Subiendo hacia Jerusalén con sus discípulos, Jesús va creando la nueva comunidad del Reino, una familia de discípulos en torno a su persona, que viven la pertenencia a Dios de forma definitiva. Ser hijos del Padre de Jesús, ser discípulos del Hijo de Dios, es algo que debemos aprender en su compañía, detrás de sus huellas, siguiendo su camino.
En la última etapa de su misión, cuando subía a Jerusalén, la enseñanza de Jesús se hace especialmente importante para sus discípulos más cercanos. En este domingo proclamaremos en el evangelio dos enseñanzas de Jesús a sus discípulos: la fe y la humildad.
Los apóstoles toman la iniciativa y le hacen un ruego al Señor: «Auméntanos la fe». La respuesta de Jesús suena un tanto extraña. No parece conceder lo que se le pide, se limita a constatar la falta de fe de sus seguidores: si fuera como una pequeña semilla podría obrar maravillas.
¿También hoy le pedimos a Jesús que nos aumente la fe? ¿O pensamos que ya tenemos una fe suficiente? ¿Hasta dónde puede crecer nuestra fe? ¿Hasta dónde ha crecido? Ya hemos recordado en estas páginas muchas veces aquella otra frase de Jesús: «Cuando venga el Hijo del hombre, ¿encontrará esta fe en la tierra?». Es evidente que las sociedades occidentales son menos creyentes; pero, ¿cómo va la fe de los creyentes?
Los esfuerzos pastorales de la Iglesia parecen ir encaminados a que la gente acuda más a las iglesias, aunque haya que inventar reclamos diferentes al Evangelio. No dejamos de tener, todos los años, nuestras tandas de niños que hacen la Primera Comunión, los grupos de jóvenes que se confirman, algunas parejas que se casan; pero, las personas que reciben todos estos sacramentos, ¿tienen fe? ¿Cuánta fe? ¿La tienen aquellos catequistas que se encargan de prepararlos? ¿La tenemos los sacerdotes que los celebramos?
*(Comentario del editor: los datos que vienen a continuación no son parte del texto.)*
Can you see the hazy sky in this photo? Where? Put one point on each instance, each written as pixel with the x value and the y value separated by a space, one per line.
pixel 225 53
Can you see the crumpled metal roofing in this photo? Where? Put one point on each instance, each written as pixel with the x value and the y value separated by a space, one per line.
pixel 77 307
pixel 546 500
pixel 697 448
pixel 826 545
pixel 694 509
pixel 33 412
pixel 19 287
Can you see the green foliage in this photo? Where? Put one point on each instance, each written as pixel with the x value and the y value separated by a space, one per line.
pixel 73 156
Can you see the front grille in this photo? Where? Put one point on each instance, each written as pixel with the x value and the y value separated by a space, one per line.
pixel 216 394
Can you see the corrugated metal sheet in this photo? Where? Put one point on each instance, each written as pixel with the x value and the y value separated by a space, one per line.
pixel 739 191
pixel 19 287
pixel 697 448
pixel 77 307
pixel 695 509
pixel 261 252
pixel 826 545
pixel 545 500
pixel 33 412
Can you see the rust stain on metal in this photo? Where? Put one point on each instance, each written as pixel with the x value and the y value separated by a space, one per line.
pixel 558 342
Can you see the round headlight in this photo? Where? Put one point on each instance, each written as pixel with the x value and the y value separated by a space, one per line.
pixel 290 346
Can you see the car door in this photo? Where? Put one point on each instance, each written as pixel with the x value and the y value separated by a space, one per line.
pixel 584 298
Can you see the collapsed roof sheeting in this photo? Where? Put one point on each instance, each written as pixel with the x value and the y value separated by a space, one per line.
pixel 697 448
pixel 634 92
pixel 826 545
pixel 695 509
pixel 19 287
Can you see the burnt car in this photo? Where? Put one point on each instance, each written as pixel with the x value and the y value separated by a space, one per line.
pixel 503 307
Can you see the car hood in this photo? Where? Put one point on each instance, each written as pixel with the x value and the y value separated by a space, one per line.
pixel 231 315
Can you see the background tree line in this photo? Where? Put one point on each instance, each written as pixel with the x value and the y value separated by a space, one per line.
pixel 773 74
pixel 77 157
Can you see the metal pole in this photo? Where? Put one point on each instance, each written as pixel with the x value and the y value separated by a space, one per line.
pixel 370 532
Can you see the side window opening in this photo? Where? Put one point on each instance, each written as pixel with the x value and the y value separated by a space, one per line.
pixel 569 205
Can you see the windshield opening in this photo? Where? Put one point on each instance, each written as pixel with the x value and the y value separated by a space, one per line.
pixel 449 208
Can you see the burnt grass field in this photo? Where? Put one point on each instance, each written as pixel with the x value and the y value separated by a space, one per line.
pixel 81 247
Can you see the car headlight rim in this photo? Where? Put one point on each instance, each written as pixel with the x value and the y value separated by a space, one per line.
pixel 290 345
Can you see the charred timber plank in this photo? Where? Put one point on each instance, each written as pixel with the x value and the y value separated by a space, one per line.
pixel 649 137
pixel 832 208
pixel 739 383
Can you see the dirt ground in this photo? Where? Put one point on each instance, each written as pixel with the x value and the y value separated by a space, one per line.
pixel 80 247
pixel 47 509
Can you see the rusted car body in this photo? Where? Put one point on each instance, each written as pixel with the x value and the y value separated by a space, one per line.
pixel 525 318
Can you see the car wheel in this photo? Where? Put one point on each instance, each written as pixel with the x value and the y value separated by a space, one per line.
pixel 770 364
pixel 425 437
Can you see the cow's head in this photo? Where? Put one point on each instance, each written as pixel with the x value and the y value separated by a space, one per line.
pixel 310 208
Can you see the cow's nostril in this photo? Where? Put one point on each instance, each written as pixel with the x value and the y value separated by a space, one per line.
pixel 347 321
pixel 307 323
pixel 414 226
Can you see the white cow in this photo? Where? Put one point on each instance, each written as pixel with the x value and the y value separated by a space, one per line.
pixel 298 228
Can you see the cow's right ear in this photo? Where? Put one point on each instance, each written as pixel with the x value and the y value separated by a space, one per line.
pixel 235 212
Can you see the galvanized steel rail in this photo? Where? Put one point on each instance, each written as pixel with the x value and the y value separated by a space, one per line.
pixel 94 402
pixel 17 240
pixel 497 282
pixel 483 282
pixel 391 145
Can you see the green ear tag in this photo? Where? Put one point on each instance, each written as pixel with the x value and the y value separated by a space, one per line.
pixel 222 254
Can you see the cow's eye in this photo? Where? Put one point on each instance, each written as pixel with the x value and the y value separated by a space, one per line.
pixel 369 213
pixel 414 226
Por aquí va la respuesta de Jesús a sus discípulos: efectivamente, os falta fe. Esta es la primera condición para crecer como creyentes: somos muy poco creyentes, todos. No dejamos de quejarnos de la falta de fe de la sociedad, o de los jóvenes y, tal vez, esa mirada hacia afuera nos impide comprender el problema principal: nuestra propia fe. En presencia de Jesús nos vemos pequeños, con una vida que no está a la altura de su amor por nosotros. En presencia de Jesús no nos sentimos cómodamente creyentes, sino poco creyentes, necesitados de él.
La fe es como una pequeña semilla, como la mostaza, que es capaz, no solo de producir un arbusto frondoso, sino de arrancar de la tierra un árbol enorme y plantarlo en el mar. El ejemplo de Jesús no parece tener mucho sentido: la paradoja del ejemplo sirve para que profundicemos en el misterio de la fe.
Los Salmos, hablando del éxodo, nos dicen Dios sacó una vid de Egipto y la trasplantó en Canaán para que sus pámpanos se extendieran y dieran fruto. Ahora, Jesús nos dice que el creyente puede también trasplantar árboles a terrenos insospechados, como el mar. La fe no solo nos da fuerza para hacer aquello que debemos, aquello que es posible: la fe hace posible todas las cosas, porque nos pone de parte de Dios, para quien nada hay imposible.
¿Nos aumentará Jesús la fe a los suyos? ¿Se lo pediremos con insistencia? Tal vez, la gracia de este domingo consista en hacernos conscientes de nuestra falta de fe: nos lo dice él mismo, nos desvela el posible vacío interior de nuestra religiosidad.
La segunda enseñanza tiene que ver con la humildad como una actitud objetiva, sin fingimientos. Humilde no es solo aquel que acepta sus límites, sino todo aquel que, después de trabajar incansable por el Reino, sabe que no ha hecho más de lo que debe.
Para Jesús, la consecución de nuestros objetivos no nos lleva a un glorioso reconocimiento de nuestros méritos por parte de los demás, sino al reconocimiento propio de nuestra condición de siervos. No somos héroes, sino siervos del mayor Señor. La obediencia es la clave de nuestro trabajo por el Reino.
Fe y obediencia: dos claves para crecer en el seguimiento de Jesús.